3 FEBRUARY 1990, Page 21

No bounty

NO PRIZES for guessing that today's inflation is bad for today's and tomorrow's pensioners. Those who are getting worse off year by year will take a hungrier interest in the key question about pension funds: whose are they? Mr Justice Warner, I am glad to find, favours the pensioners. His significant ruling came in the case of Mettoy, the toy company which went bust in 1984 with a £9 million surplus in its pension fund. Should that £9 million go to Mettoy's creditors, or could it pay for discretionary benefits to pensioners, giving them more than their bare basic rights?

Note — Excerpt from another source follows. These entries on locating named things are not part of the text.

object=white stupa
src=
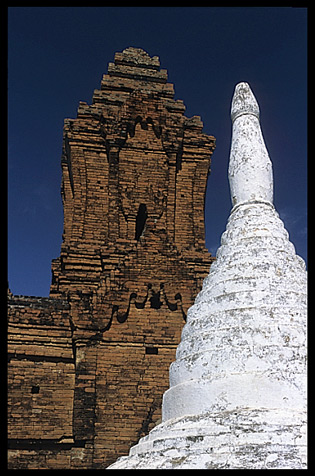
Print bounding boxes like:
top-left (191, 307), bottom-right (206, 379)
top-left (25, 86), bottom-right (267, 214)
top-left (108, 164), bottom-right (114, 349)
top-left (109, 83), bottom-right (307, 469)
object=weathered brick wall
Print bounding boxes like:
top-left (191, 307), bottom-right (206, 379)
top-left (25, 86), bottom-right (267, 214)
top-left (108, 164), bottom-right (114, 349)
top-left (10, 48), bottom-right (215, 469)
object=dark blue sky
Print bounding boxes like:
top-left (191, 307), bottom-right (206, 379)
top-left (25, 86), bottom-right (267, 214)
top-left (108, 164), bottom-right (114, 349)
top-left (8, 7), bottom-right (307, 296)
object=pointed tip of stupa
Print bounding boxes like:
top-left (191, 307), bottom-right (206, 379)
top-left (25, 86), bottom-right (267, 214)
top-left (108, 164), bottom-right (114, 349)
top-left (231, 82), bottom-right (259, 122)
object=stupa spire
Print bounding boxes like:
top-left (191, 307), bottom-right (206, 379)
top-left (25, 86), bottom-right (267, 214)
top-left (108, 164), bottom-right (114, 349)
top-left (110, 83), bottom-right (307, 469)
top-left (229, 82), bottom-right (273, 206)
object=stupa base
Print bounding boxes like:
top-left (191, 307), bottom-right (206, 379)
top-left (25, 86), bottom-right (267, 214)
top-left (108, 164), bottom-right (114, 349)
top-left (107, 408), bottom-right (307, 469)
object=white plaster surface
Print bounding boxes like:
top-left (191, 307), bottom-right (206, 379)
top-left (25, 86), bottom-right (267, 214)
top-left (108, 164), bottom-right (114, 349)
top-left (109, 83), bottom-right (307, 469)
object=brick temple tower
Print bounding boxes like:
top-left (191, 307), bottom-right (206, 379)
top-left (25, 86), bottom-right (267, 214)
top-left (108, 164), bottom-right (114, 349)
top-left (9, 48), bottom-right (215, 469)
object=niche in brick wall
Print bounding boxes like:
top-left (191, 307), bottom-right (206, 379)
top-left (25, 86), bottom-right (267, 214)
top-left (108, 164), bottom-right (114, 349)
top-left (135, 203), bottom-right (148, 241)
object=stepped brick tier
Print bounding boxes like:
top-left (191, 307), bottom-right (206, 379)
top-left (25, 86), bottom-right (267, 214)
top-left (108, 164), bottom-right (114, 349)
top-left (8, 48), bottom-right (215, 469)
top-left (110, 83), bottom-right (307, 469)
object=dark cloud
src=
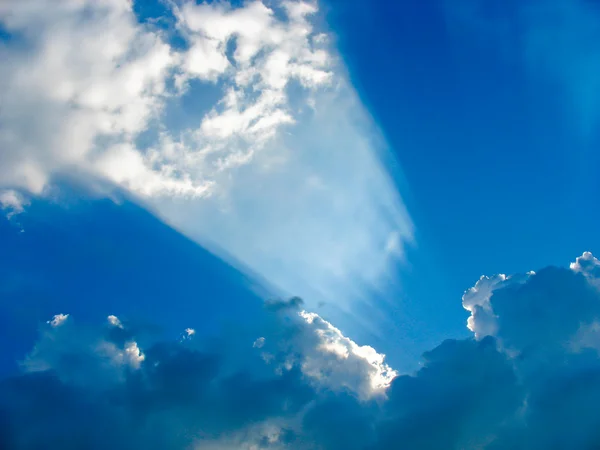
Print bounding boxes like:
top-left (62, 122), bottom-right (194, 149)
top-left (0, 251), bottom-right (600, 450)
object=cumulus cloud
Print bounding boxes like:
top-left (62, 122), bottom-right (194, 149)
top-left (5, 253), bottom-right (600, 450)
top-left (0, 0), bottom-right (412, 324)
top-left (0, 302), bottom-right (392, 449)
top-left (0, 189), bottom-right (29, 219)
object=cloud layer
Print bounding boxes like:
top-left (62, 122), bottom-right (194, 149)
top-left (0, 253), bottom-right (600, 450)
top-left (0, 0), bottom-right (412, 322)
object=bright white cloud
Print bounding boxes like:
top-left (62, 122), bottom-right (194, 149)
top-left (107, 314), bottom-right (123, 328)
top-left (0, 0), bottom-right (412, 330)
top-left (47, 314), bottom-right (69, 328)
top-left (0, 189), bottom-right (29, 219)
top-left (299, 311), bottom-right (398, 399)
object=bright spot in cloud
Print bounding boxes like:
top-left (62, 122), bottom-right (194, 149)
top-left (47, 314), bottom-right (69, 328)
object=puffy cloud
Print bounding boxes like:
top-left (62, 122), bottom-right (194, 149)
top-left (0, 301), bottom-right (391, 449)
top-left (0, 0), bottom-right (413, 324)
top-left (0, 189), bottom-right (29, 219)
top-left (0, 253), bottom-right (600, 450)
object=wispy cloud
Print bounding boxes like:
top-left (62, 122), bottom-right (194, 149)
top-left (0, 0), bottom-right (412, 324)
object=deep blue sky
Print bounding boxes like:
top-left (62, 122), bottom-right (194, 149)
top-left (0, 0), bottom-right (600, 369)
top-left (327, 0), bottom-right (600, 354)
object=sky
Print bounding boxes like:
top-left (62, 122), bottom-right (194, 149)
top-left (0, 0), bottom-right (600, 450)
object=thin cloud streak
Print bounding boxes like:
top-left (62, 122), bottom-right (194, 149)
top-left (0, 0), bottom-right (413, 326)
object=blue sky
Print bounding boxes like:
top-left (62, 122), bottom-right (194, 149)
top-left (0, 0), bottom-right (600, 449)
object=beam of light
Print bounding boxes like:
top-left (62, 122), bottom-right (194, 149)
top-left (0, 0), bottom-right (413, 330)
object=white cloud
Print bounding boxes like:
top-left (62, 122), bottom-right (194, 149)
top-left (0, 189), bottom-right (29, 219)
top-left (47, 314), bottom-right (69, 328)
top-left (0, 0), bottom-right (413, 330)
top-left (299, 311), bottom-right (398, 399)
top-left (107, 314), bottom-right (123, 328)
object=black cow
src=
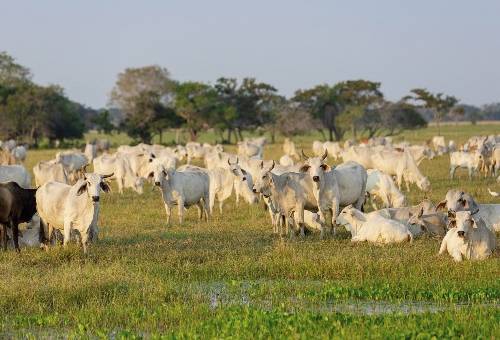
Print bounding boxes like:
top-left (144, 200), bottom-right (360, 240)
top-left (0, 182), bottom-right (36, 251)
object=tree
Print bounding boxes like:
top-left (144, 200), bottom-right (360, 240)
top-left (292, 79), bottom-right (383, 140)
top-left (91, 109), bottom-right (114, 134)
top-left (110, 65), bottom-right (175, 142)
top-left (174, 81), bottom-right (217, 141)
top-left (404, 88), bottom-right (458, 136)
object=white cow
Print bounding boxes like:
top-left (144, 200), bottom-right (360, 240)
top-left (340, 205), bottom-right (413, 244)
top-left (300, 151), bottom-right (368, 235)
top-left (83, 143), bottom-right (97, 163)
top-left (36, 173), bottom-right (112, 253)
top-left (153, 161), bottom-right (210, 224)
top-left (283, 138), bottom-right (300, 158)
top-left (450, 151), bottom-right (481, 179)
top-left (11, 145), bottom-right (27, 164)
top-left (366, 169), bottom-right (406, 209)
top-left (436, 189), bottom-right (500, 232)
top-left (439, 210), bottom-right (496, 262)
top-left (371, 150), bottom-right (431, 191)
top-left (0, 165), bottom-right (31, 189)
top-left (33, 162), bottom-right (69, 187)
top-left (93, 154), bottom-right (144, 195)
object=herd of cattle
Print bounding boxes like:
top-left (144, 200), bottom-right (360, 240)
top-left (0, 136), bottom-right (500, 261)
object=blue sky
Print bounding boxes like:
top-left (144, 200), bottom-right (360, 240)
top-left (0, 0), bottom-right (500, 107)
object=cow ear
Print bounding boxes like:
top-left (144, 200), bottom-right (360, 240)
top-left (100, 181), bottom-right (111, 192)
top-left (417, 207), bottom-right (424, 218)
top-left (436, 200), bottom-right (446, 211)
top-left (76, 182), bottom-right (87, 196)
top-left (299, 164), bottom-right (310, 172)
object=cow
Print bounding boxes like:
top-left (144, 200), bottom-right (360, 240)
top-left (436, 189), bottom-right (500, 232)
top-left (450, 151), bottom-right (482, 179)
top-left (371, 150), bottom-right (431, 191)
top-left (93, 154), bottom-right (144, 195)
top-left (439, 210), bottom-right (496, 262)
top-left (283, 138), bottom-right (299, 158)
top-left (36, 173), bottom-right (113, 254)
top-left (300, 150), bottom-right (368, 234)
top-left (340, 205), bottom-right (413, 244)
top-left (150, 162), bottom-right (210, 224)
top-left (33, 162), bottom-right (69, 187)
top-left (83, 143), bottom-right (97, 163)
top-left (0, 165), bottom-right (31, 189)
top-left (366, 169), bottom-right (406, 209)
top-left (0, 182), bottom-right (37, 252)
top-left (253, 161), bottom-right (318, 237)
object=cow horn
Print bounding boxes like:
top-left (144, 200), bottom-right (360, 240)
top-left (269, 159), bottom-right (275, 171)
top-left (321, 149), bottom-right (328, 161)
top-left (300, 149), bottom-right (309, 160)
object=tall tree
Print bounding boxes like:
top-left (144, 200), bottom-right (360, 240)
top-left (110, 65), bottom-right (175, 142)
top-left (404, 88), bottom-right (458, 135)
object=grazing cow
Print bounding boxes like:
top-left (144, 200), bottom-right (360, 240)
top-left (253, 161), bottom-right (318, 237)
top-left (366, 169), bottom-right (406, 209)
top-left (227, 158), bottom-right (258, 205)
top-left (150, 161), bottom-right (210, 224)
top-left (340, 205), bottom-right (413, 244)
top-left (55, 151), bottom-right (89, 183)
top-left (238, 141), bottom-right (264, 159)
top-left (0, 165), bottom-right (31, 189)
top-left (300, 151), bottom-right (368, 233)
top-left (324, 142), bottom-right (342, 160)
top-left (371, 150), bottom-right (431, 191)
top-left (83, 143), bottom-right (97, 163)
top-left (11, 145), bottom-right (28, 164)
top-left (432, 136), bottom-right (448, 156)
top-left (33, 162), bottom-right (69, 187)
top-left (280, 155), bottom-right (295, 167)
top-left (0, 150), bottom-right (16, 165)
top-left (93, 154), bottom-right (144, 195)
top-left (312, 140), bottom-right (325, 157)
top-left (36, 173), bottom-right (113, 253)
top-left (450, 151), bottom-right (482, 179)
top-left (0, 182), bottom-right (36, 251)
top-left (436, 189), bottom-right (500, 232)
top-left (439, 210), bottom-right (496, 262)
top-left (283, 138), bottom-right (299, 158)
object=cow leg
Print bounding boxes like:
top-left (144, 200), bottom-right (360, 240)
top-left (10, 222), bottom-right (21, 253)
top-left (2, 224), bottom-right (7, 251)
top-left (165, 203), bottom-right (172, 225)
top-left (63, 222), bottom-right (71, 247)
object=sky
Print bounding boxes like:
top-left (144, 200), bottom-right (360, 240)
top-left (0, 0), bottom-right (500, 108)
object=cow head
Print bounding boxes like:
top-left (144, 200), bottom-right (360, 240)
top-left (75, 173), bottom-right (113, 203)
top-left (227, 157), bottom-right (257, 204)
top-left (253, 161), bottom-right (275, 197)
top-left (300, 150), bottom-right (331, 185)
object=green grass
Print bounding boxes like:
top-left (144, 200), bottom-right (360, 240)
top-left (0, 126), bottom-right (500, 339)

He found for the pensioners in implying that their benefits were the fruits of their work, and a form of earnings. In his judgment (reported by Incomes Data Services) he explained: The beneficiaries under a pen- sion scheme are not volunteers. Their rights are derived from the contracts of employment of the members, as well as by the trust instrument. Those rights have been earned by the service of the members under those contracts, as well as by their contributions. It is not correct to say that the rights of beneficiaries under the scheme are satisfied when they receive their mandatory rights and that anything more lies in the bounty of the employer.' Good. I now hope that some pensioner whose income is being eaten away by inflation will arm himself with this ruling and put it to the test.